Our text, concluding the awesome events leading to the opening of the Seven Seals, carries potent lessons for believers today. Previously, we learned that, as the four seraphim did, sometimes the best thing we can do is to just say “Amen”.
Now we learn the place of silent adoration. We note that the heavenly representatives of the redeemed community, the twenty-four elders, in the end simply respond by falling down in worship before the Throne.
Brethren, while there’s a place for torrents of words and lyrics of praise, sometimes the best thing we can do is to quietly render our humblest adoration and surrender before the Lord. We do so by the physical act of voluntary prostration. Such an expression of worship by abasement “speaks volumes” in its own way. (See also Deut. 9:18,25; Job 1:20; Ezekiel 11:13; Mat 2:11; 18:26; Mark 3:11; 5:33; Luke 5:11).

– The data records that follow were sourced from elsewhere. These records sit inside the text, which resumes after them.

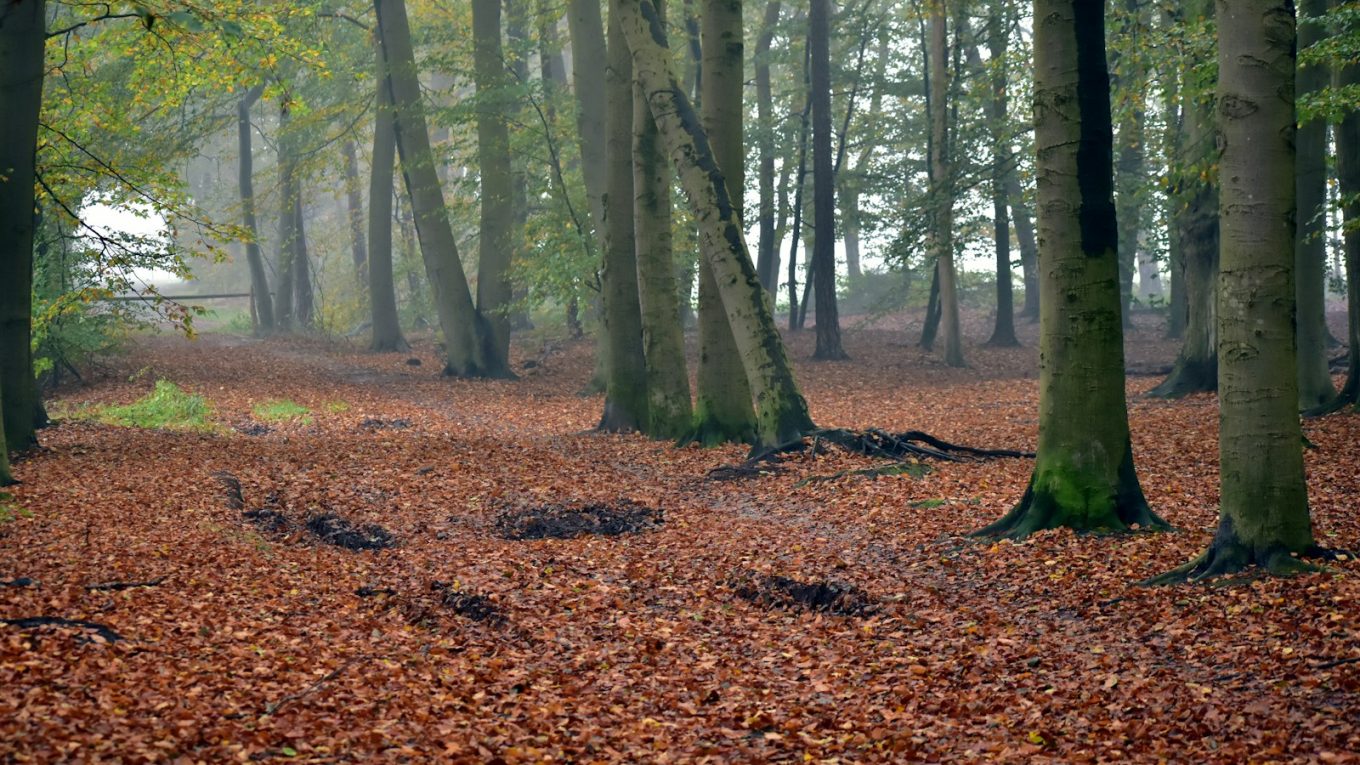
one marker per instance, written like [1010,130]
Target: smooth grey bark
[245,183]
[467,349]
[823,185]
[22,37]
[941,187]
[382,298]
[626,372]
[782,413]
[1310,244]
[767,255]
[354,207]
[497,228]
[1084,475]
[722,409]
[669,411]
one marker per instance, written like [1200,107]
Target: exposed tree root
[1189,376]
[913,468]
[872,443]
[33,622]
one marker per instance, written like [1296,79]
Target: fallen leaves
[463,644]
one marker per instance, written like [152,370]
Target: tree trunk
[781,410]
[941,187]
[1264,500]
[468,350]
[669,413]
[354,203]
[1023,219]
[767,260]
[1083,475]
[303,304]
[245,180]
[626,375]
[497,229]
[1196,214]
[287,268]
[823,185]
[1311,245]
[1130,75]
[382,298]
[722,410]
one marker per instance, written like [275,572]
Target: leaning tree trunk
[382,296]
[465,332]
[722,410]
[1262,497]
[767,260]
[781,410]
[626,372]
[669,413]
[1003,164]
[941,188]
[287,225]
[497,240]
[245,180]
[1310,245]
[354,207]
[823,185]
[1083,475]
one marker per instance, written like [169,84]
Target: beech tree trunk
[245,181]
[781,410]
[1197,217]
[467,336]
[1084,475]
[354,206]
[722,410]
[767,257]
[626,375]
[669,413]
[941,187]
[1264,500]
[1310,245]
[823,185]
[497,240]
[382,297]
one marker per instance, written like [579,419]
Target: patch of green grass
[10,511]
[166,406]
[282,410]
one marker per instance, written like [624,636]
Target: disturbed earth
[431,569]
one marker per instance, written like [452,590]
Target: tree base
[1062,498]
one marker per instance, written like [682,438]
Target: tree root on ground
[872,443]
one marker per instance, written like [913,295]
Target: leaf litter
[463,645]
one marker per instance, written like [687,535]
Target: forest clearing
[669,640]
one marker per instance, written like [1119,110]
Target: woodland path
[638,647]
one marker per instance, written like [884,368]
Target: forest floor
[688,620]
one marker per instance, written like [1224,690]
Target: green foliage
[282,410]
[166,406]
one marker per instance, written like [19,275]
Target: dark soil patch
[476,607]
[231,489]
[335,530]
[781,592]
[565,522]
[272,522]
[378,424]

Beloved, sometimes our profusion of words does more harm than good. Sometimes extravagant chatter mars quality worship. Sometimes excessive blabber clouds the issue. Out-of-place words can interrupt the spiritual atmosphere. Resist the temptation to babble and waffle endlessly in the presence of God. Great worship is not measured by the volume of words!
For the Bible says, “Be not rash with thy mouth, and let not thine heart be hasty to utter any thing before God: for God is in heaven, and thou upon earth: therefore let thy words be few” (Ecclesiastes 5:2).